The Collectable Card Identifier project focuses on generating and managing datasets to train image classifiers for identifying individual cards from various Trading Card Games (TCG) and Collectible Card Games (CCG). Starting with "Pokemon" and expanding to "Magic: The Gathering" and "YuGiOh!", this system can be used for applications like inventory management, automated sorting, and card valuation.
The primary goal is to create a dataset generator that produces a diverse and extensive training dataset through various image transformations. This dataset will support the broader objective of developing a card sorting robot and other related applications.
This project uses Poetry to manage dependencies and requires Python 3.10. After cloning the repository, install the project and its dependencies by running:
poetry installAfter installing dependencies, enable git hooks so style checks and tests run automatically before each commit:
pre-commit installThis will create an isolated virtual environment and install all runtime and
development dependencies. If you prefer not to use Poetry, install the package
with pip and include the [dev] extras:
pip install ".[dev]"Using [dev] installs pytest, ruff, pre-commit, and other development
tools. Either method will make the mkdataset command available in your
environment.
Several environment variables control where datasets and images are stored. They all default to sub-directories of data if not set.
| Variable | Description | Default |
|---|---|---|
CARDIDENT_DATA_ROOT |
Root directory for all data assets. | data |
CARDIDENT_BACKGROUNDS_DIR |
Location of background images. | $CARDIDENT_DATA_ROOT/backgrounds |
CARDIDENT_IMAGES_DIR |
Where original card images are downloaded. | $CARDIDENT_DATA_ROOT/images/originals |
CARDIDENT_DATASETS_DIR |
Destination for generated dataset images. | $CARDIDENT_DATA_ROOT/images/dataset |
CARDIDENT_DEBUG |
Enable debug logging across multiprocessing workers. | 0 |
First ensure card images are downloaded. For Pokémon cards this can be done with:
poetry run mkdataset card-data -t pokemon --imagesGenerate a dataset of 500 images:
poetry run mkdataset create-dataset -t pokemon -n 500All data lives beneath CARDIDENT_DATA_ROOT (defaults to data).

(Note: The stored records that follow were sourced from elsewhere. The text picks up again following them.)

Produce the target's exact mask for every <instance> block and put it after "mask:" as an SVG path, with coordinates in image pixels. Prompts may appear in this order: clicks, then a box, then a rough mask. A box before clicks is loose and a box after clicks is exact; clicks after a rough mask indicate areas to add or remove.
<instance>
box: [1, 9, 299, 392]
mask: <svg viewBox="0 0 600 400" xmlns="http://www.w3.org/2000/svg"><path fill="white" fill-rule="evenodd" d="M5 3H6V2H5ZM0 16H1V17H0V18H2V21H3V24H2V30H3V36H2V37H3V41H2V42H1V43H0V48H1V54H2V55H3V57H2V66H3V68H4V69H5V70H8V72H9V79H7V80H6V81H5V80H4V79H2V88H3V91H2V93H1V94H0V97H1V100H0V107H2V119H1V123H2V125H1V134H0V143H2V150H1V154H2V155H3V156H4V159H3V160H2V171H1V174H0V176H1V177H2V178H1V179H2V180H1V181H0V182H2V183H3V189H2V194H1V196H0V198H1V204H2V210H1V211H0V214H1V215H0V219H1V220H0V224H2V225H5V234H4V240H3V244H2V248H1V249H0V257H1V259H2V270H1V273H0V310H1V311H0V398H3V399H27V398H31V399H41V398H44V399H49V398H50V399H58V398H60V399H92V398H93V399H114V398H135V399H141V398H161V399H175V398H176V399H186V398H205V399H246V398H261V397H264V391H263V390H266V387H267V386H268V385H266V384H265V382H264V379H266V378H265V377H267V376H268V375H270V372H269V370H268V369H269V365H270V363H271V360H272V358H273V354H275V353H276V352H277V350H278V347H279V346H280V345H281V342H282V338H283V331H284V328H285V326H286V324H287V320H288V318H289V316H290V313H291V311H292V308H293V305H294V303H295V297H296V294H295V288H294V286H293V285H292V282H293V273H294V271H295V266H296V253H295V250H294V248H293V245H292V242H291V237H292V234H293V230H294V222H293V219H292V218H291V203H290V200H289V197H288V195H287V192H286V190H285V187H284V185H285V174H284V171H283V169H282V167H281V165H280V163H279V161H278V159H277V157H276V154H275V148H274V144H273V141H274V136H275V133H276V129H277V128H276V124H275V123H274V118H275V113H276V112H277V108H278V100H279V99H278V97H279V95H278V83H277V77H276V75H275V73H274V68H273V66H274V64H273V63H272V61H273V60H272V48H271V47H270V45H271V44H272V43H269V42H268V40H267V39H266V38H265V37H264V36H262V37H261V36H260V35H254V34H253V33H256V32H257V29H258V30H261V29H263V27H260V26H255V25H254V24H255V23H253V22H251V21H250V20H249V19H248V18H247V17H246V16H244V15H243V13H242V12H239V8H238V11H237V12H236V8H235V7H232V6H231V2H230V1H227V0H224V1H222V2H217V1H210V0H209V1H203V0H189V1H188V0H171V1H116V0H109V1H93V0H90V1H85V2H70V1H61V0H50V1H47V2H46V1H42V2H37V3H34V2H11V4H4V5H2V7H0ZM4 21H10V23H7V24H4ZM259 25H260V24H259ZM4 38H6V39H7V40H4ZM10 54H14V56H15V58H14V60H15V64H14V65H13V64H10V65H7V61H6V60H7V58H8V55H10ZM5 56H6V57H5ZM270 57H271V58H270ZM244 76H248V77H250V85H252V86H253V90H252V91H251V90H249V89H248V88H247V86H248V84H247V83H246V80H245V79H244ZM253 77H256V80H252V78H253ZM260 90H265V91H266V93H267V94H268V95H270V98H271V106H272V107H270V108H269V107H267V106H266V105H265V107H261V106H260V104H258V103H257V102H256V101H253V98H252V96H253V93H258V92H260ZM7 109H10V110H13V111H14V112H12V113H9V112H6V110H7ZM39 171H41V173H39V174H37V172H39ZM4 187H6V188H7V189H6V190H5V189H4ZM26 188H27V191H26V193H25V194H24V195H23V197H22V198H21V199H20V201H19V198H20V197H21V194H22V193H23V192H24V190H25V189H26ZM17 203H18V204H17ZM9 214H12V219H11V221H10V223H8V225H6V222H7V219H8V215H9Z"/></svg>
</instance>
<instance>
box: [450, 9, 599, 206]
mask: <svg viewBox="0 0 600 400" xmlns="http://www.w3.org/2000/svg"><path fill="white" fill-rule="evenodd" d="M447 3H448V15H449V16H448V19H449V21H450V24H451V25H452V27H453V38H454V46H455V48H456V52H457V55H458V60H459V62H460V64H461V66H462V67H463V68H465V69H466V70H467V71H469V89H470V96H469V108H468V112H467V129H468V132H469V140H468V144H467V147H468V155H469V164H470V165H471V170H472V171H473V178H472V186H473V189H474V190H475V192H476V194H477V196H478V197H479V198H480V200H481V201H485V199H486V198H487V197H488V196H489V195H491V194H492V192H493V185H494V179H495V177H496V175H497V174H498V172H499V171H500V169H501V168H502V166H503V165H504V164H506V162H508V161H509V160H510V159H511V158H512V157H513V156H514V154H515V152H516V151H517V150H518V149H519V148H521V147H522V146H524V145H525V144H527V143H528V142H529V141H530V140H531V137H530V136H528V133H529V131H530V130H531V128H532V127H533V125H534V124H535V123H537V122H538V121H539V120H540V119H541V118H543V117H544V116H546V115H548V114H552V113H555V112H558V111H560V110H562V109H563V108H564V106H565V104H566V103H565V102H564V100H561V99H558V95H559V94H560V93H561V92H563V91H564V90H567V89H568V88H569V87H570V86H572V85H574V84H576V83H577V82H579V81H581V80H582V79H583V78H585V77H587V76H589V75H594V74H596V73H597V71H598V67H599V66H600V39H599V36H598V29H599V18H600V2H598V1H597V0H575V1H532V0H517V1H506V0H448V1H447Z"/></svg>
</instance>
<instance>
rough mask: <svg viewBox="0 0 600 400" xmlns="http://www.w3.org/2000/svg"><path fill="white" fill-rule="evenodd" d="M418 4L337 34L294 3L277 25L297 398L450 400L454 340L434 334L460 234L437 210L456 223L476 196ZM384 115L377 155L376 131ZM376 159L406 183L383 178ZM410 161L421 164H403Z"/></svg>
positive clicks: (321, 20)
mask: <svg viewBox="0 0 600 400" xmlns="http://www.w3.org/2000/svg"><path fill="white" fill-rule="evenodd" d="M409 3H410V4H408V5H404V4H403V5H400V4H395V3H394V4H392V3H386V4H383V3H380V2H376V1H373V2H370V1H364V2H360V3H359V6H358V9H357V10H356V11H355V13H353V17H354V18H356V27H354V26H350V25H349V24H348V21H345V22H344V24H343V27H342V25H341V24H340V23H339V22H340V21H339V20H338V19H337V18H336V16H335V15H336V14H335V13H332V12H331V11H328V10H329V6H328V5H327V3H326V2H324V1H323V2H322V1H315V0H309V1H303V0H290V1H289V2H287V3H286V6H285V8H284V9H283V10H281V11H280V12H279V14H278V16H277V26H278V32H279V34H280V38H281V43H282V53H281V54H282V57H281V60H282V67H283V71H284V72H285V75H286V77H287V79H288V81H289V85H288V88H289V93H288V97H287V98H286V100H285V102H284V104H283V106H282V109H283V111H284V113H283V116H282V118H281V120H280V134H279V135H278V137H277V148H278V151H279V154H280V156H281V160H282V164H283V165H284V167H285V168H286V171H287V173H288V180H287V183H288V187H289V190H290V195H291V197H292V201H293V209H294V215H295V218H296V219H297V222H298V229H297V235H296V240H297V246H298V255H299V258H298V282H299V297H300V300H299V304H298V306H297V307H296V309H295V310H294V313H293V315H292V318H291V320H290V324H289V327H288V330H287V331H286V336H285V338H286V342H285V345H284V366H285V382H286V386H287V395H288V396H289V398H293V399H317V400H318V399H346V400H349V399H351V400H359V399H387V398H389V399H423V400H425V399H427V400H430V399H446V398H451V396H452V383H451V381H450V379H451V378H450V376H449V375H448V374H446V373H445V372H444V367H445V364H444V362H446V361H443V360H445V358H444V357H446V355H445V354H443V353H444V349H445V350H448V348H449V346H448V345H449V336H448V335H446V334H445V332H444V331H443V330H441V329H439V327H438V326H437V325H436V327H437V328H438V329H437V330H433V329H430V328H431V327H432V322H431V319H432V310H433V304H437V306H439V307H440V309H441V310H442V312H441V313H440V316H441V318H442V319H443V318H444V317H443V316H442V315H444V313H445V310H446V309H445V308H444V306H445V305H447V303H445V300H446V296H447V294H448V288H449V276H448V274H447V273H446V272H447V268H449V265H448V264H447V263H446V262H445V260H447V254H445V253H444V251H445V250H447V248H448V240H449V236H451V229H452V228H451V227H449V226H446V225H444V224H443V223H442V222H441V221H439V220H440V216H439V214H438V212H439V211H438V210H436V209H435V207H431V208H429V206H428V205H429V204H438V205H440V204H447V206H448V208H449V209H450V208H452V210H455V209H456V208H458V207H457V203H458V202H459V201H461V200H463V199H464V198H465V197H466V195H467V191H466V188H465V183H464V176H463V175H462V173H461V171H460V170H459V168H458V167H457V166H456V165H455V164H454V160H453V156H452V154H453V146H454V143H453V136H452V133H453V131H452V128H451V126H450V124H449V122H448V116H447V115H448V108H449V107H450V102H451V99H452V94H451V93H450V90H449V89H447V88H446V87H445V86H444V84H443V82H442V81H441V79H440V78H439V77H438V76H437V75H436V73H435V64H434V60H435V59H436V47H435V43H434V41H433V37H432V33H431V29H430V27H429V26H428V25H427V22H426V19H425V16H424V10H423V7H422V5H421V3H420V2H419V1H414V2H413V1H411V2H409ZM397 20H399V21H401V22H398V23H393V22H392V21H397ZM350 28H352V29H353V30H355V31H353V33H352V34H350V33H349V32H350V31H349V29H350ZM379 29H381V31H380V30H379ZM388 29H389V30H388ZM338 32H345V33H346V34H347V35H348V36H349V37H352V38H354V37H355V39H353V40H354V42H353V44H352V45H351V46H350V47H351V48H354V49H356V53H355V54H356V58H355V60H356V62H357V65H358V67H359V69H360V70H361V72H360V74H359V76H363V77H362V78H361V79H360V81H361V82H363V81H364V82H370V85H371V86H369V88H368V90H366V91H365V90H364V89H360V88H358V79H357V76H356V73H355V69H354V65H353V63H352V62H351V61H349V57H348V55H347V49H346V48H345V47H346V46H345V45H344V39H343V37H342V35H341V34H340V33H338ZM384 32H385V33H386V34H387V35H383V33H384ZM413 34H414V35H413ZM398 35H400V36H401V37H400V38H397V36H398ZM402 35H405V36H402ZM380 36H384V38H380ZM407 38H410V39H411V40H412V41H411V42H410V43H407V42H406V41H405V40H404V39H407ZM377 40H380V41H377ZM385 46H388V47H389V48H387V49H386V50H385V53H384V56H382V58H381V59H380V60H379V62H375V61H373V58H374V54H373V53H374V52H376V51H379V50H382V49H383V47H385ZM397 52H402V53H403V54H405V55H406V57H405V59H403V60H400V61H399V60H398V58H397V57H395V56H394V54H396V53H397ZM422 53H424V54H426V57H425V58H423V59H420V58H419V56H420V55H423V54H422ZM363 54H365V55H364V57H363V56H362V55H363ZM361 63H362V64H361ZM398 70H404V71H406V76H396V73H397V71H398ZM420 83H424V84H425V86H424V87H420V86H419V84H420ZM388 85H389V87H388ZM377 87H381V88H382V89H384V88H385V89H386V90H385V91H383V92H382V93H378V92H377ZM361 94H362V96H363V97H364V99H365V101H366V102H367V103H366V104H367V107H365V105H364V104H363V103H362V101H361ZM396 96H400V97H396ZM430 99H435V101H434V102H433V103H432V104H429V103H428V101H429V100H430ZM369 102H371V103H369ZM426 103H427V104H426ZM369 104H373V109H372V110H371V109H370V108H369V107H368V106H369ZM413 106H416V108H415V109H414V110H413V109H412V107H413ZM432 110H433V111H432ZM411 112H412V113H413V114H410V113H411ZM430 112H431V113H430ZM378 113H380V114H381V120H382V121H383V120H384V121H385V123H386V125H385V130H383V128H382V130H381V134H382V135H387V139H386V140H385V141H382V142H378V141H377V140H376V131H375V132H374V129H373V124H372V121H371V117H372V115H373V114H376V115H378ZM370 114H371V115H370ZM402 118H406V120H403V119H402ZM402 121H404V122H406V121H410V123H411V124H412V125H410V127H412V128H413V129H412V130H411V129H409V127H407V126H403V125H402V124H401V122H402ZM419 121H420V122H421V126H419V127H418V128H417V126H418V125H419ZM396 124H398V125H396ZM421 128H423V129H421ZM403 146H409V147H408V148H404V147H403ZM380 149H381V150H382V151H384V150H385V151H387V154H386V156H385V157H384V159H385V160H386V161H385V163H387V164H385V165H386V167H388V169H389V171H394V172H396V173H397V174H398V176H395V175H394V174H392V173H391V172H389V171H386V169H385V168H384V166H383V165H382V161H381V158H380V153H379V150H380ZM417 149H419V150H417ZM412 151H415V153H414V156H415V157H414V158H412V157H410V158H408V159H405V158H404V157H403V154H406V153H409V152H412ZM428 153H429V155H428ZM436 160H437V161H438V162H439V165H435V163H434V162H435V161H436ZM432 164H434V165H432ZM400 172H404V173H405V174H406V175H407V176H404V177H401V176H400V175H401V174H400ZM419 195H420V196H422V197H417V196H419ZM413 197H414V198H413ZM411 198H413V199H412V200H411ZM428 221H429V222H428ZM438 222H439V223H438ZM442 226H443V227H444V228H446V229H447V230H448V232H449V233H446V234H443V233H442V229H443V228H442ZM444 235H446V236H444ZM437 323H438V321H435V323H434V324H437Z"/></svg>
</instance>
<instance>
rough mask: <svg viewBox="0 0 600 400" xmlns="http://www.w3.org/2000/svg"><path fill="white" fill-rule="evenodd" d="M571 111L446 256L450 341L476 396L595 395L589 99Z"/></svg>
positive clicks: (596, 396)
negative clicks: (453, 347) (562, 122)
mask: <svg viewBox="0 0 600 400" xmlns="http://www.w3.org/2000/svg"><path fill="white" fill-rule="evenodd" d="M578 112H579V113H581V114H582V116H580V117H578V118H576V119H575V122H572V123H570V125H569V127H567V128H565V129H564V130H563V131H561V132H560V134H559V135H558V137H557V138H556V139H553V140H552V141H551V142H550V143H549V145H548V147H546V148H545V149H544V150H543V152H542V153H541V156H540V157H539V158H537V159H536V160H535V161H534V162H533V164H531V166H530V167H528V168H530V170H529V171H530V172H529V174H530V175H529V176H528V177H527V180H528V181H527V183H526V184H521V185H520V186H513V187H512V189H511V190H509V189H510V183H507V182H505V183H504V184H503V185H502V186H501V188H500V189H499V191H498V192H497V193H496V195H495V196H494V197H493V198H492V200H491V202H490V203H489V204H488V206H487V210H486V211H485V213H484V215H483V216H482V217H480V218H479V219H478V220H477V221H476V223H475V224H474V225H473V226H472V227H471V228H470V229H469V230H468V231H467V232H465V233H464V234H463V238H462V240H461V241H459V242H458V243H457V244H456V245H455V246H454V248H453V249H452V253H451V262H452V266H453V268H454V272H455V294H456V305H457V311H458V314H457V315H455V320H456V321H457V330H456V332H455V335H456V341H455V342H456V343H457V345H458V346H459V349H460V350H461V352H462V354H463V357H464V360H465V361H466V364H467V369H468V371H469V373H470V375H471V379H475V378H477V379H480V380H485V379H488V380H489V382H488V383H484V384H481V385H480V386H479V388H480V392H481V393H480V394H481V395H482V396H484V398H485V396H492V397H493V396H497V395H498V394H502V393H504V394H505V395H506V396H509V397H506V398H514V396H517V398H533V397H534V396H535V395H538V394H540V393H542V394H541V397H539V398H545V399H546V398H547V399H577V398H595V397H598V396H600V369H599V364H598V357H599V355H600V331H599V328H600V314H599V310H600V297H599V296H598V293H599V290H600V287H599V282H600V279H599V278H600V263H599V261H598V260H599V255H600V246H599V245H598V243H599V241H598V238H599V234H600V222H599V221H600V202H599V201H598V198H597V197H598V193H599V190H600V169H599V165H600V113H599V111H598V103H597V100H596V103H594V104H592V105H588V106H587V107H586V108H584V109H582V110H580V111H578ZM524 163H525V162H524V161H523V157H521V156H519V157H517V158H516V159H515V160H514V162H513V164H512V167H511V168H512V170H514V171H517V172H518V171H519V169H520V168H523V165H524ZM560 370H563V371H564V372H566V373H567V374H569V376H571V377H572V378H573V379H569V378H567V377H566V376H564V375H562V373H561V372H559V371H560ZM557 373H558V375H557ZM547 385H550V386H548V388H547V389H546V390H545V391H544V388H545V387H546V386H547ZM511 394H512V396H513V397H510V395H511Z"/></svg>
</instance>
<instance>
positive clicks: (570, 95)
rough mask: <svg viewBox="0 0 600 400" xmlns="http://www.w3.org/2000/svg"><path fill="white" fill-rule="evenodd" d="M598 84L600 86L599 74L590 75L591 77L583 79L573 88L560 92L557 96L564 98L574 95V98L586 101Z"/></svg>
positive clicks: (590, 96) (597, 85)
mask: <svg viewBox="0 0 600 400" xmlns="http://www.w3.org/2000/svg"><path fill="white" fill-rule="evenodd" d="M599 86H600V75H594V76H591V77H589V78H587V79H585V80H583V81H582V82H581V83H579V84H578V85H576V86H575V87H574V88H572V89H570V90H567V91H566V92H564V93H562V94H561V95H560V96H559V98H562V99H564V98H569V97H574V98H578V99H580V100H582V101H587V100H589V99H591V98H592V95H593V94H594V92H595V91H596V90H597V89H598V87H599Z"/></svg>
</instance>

Important subdirectories are:
$CARDIDENT_DATA_ROOT/
backgrounds/ # background images used for dataset generation
barrel/<game>/ # pickled state files and RNG snapshots
images/
originals/<game>/ # downloaded card scans
dataset/<game>/ # generated dataset images
Generated datasets are stored by set and card ID. For example:
$CARDIDENT_DATA_ROOT/images/dataset/pokemon/<set>/<card-id>/*.png
Training symlinks produced by DatasetManager.mk_symlinks are placed in
dataset/<game>/symlinks/<mode> where <mode> is all, legal, or sets.
A typical workflow is:
-
Download card metadata and images:
poetry run mkdataset card-data -t pokemon --refresh --images
-
Generate randomized dataset images (populate
CARDIDENT_BACKGROUNDS_DIRwith background images first):poetry run mkdataset create-dataset -t pokemon -n 500
-
Trim each card directory to the desired size:
poetry run mkdataset trim-dataset -t pokemon -n 200
-
Create symlink trees for training:
from card_identifier.dataset import DatasetManager dm = DatasetManager("pokemon") dm.mk_symlinks("all") # or 'legal'/'sets'
Set CARDIDENT_DEBUG=1 to enable debug messages from all worker processes. The
--debug flag in the CLI sets this variable automatically.
Install the development dependencies first:
pip install -e .[dev]
# or
poetry install --with devThen execute the test suite before committing changes:
poetry run pytest -n autoThe test suite depends on additional packages like pytest-xdist, Pillow, and
pokemontcgsdk. These are included when installing with the [dev] extras.
You can also run all style checks and tests at once with:
pre-commit run --all-filesRun Ruff to check code style and common errors:
poetry run ruff check .